04 October, 2007

In Search of Eco-Salvation

Great piece by Frank Furedi over at Spiked on how, like a stinking sewage effluent pipe, global warming-as-religion is spilling over into, and fouling the clear waters of traditional religion.

In recent years, some in the church have sought to gain the public’s ear through the greening of traditional doctrines, and Christ the Saviour is fast becoming Christ the environmental activist... Church leaders have embraced the rituals of eco-morality to demonstrate their commitment to a higher good. Absolution through carbon offsets appears to be the way forward... As far as some Vatican leaders are concerned, offsetting carbon emissions plays a role analogous to that of fasting or self-mortification in previous times... Through an implicit reinterpretation of classical dogma, the sanctity of nature and all creation displaces the traditional focus on the sanctity of human beings.
His criticism is not limited to the Catholic church, or even to Christianity, as the following anecdote illustrates (WARNING: swallow coffee before reading).
Eco-spirituality is also seen as a moral resource that can transcend cultural and religious differences. This summer, the 9th Islamic Fayre in Bristol promoted an eco theme. ‘Islam is a religion of peace but is also known as a religion of nature’, stated Rizwan Ahmed, the event’s organiser. And Farooq Siddique, community development officer of the British Muslim Cultural Society noted that the ‘event is also about bringing communities together’. The hope that the appeal of eco-spirituality could counteract the influence of radical jihadist sentiments has encouraged British officialdom to support such initiatives. [emphasis added]
Well, wouldn't that be nice... if it were remotely connected to reality. The over-arching ethic Furedi depicts calls to mind this.
...many false prophets will appear and deceive many people. Because of the increase of wickedness, the love of most will grow cold, but he who stands firm to the end will be saved.
It's interesting, now that I think about it, how misplaced worry about things getting warm (and therefore more friendly to life) goes hand-in-hand with peoples' love for God growing cold.
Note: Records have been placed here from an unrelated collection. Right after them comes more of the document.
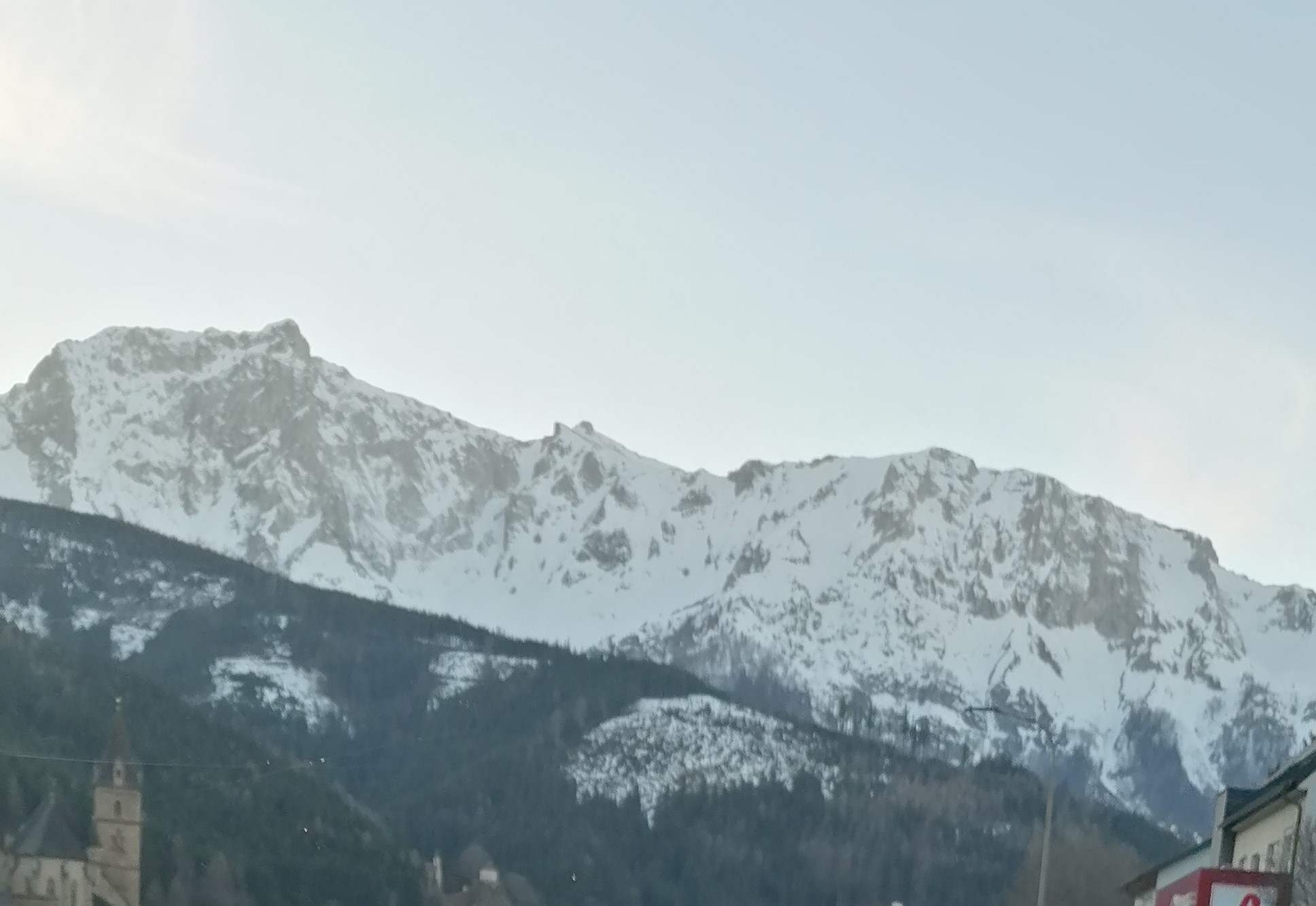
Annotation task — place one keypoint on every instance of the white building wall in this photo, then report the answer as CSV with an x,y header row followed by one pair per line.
x,y
1183,868
39,879
1265,843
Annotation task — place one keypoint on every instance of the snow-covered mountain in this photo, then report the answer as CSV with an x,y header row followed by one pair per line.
x,y
882,591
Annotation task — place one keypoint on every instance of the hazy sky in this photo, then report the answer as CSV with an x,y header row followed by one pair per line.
x,y
1073,240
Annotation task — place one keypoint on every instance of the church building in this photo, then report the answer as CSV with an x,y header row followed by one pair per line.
x,y
45,865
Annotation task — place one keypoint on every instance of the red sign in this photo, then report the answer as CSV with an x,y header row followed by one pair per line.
x,y
1226,886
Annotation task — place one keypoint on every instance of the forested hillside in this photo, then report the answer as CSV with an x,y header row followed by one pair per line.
x,y
454,735
258,829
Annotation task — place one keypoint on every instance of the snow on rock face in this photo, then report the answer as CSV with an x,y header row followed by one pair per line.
x,y
880,585
662,744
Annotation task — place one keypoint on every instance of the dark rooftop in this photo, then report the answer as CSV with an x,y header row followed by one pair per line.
x,y
48,834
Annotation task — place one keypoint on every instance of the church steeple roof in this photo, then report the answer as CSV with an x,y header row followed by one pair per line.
x,y
119,751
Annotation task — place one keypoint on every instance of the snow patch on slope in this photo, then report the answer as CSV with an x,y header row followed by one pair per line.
x,y
27,617
662,745
275,683
458,671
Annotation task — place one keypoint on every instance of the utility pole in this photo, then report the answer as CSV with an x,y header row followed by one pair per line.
x,y
1050,785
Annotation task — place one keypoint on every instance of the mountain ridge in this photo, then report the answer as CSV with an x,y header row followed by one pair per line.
x,y
878,588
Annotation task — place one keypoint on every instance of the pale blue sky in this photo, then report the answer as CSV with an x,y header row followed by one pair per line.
x,y
1068,237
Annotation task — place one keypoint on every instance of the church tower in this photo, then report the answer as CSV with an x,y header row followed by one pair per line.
x,y
116,851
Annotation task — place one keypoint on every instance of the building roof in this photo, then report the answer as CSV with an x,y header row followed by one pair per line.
x,y
1277,788
1240,805
1147,880
48,834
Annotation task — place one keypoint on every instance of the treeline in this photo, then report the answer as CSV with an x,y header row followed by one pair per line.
x,y
489,765
283,834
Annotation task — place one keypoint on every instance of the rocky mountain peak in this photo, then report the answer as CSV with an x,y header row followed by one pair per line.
x,y
861,587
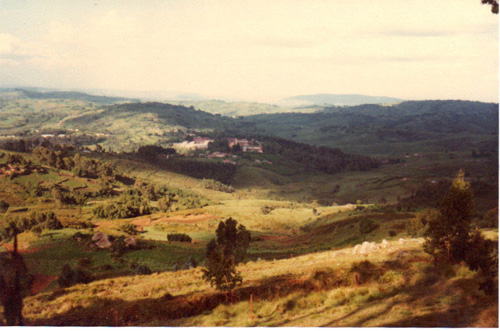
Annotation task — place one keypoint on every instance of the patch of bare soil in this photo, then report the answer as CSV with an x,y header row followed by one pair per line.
x,y
190,219
40,282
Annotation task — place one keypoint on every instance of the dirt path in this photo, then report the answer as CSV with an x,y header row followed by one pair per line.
x,y
191,219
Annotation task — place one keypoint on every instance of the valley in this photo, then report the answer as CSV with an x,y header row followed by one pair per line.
x,y
319,188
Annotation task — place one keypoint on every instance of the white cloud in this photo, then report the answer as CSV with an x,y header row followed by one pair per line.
x,y
259,49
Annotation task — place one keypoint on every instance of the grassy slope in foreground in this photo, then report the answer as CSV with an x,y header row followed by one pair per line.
x,y
397,286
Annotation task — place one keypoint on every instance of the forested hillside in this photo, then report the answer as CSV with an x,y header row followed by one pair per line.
x,y
408,127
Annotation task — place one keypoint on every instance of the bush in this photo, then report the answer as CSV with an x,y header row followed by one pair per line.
x,y
129,228
367,226
180,237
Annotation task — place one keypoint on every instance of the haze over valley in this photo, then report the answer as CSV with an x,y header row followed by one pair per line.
x,y
249,163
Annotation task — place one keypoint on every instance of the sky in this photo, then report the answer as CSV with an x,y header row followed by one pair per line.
x,y
255,50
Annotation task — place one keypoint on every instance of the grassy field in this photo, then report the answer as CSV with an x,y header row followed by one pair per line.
x,y
300,268
397,286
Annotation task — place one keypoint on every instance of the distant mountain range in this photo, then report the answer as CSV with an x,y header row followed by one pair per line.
x,y
34,93
336,100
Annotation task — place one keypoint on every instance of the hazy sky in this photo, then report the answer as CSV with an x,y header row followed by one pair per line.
x,y
254,50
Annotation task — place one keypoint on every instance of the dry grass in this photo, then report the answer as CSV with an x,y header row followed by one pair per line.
x,y
312,290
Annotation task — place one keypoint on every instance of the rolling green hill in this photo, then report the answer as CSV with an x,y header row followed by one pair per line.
x,y
408,127
18,93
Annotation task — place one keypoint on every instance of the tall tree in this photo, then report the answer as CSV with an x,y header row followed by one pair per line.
x,y
225,253
449,232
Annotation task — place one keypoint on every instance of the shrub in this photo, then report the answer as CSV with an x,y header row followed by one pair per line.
x,y
180,237
225,253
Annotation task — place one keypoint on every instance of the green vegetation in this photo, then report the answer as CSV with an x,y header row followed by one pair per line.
x,y
156,215
224,254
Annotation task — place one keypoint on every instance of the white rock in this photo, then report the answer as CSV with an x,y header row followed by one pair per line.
x,y
104,243
130,241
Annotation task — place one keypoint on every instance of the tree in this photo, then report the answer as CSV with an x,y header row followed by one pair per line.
x,y
225,253
450,236
448,233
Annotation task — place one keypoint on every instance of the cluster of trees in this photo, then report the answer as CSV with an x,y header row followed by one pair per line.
x,y
151,153
180,237
66,197
325,159
450,235
225,253
217,186
81,166
222,172
35,222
Furedi concludes forcefully:
...eco-spirituality cannot really compensate for the loss of traditional moral authority. Indeed the very embrace of the environmentalist agenda can only accelerate the decline of institutions that cannot give meaning to the religious doctrines on which they were founded. The shift away from God towards nature inevitably leads to a world where the pronouncements of environmentalist experts trump those of the priesthood. It will be interesting to see what will remain of traditional religion as prophecy and revelation is displaced by computerised climate models.